A family therapist I worked with once told me that helping to build the bond between siblings is the greatest gift a parent can give her children. At first I didn't really understand, but as I've grown older, I see how right she was. One day, my husband and I will be gone. All our boys will have left of our little family is each other. Each will be the only other person who remembers their shared childhood and the same family memories. How magical that they should be friends now, at this formative time of their lives. How inspiring that by shifting their views, they've come to understand each other's motives and thereby dropped their guards, no longer afraid to show their vulnerabilities. 
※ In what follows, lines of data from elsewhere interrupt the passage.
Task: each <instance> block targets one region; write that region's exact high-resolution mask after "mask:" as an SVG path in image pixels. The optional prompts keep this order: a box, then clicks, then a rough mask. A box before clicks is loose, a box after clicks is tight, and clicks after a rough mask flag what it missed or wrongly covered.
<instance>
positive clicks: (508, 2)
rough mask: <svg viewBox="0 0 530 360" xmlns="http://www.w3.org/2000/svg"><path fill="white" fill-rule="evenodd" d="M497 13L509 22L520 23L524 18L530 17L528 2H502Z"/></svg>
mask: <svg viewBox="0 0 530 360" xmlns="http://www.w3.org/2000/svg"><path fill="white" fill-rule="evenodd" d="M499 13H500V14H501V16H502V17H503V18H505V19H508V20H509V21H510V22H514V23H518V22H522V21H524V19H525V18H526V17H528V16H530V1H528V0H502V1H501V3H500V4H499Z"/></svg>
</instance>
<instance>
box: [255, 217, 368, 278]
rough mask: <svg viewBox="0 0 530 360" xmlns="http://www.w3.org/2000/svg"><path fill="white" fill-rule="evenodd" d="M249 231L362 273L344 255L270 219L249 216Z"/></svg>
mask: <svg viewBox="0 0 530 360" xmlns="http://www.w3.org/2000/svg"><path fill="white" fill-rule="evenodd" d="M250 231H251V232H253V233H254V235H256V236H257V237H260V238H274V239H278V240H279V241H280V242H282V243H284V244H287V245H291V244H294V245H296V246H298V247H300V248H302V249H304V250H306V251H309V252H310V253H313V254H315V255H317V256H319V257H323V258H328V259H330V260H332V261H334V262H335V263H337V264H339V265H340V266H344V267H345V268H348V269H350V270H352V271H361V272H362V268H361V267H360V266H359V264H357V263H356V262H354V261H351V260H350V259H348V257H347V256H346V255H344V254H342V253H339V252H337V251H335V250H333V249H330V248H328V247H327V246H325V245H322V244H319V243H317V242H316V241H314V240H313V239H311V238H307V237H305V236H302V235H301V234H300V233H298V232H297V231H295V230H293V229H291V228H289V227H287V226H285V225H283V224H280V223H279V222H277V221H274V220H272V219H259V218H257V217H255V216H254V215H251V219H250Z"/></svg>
Yesterday Ben finally agreed to get a haircut (it was past time). When he was done, we went to the mall because he wanted a beanie. His brother has one and wears it all the time. Ben had tried it on and liked it, then decided he wanted one too. We looked at different patterns, styles and colors but in the end, he chose one exactly like his brother's. 

When he got home and showed his brother, Jacob didn't get angry that Ben was copying him. Instead, he gave him instructions on how to wear it, and this morning they left the house together in matching hats, their laughter echoing in the house long after they'd gone.

*Dab: To give a sharp nod to your raised forearm. Dance with sharp nods repeated. To acknowledge.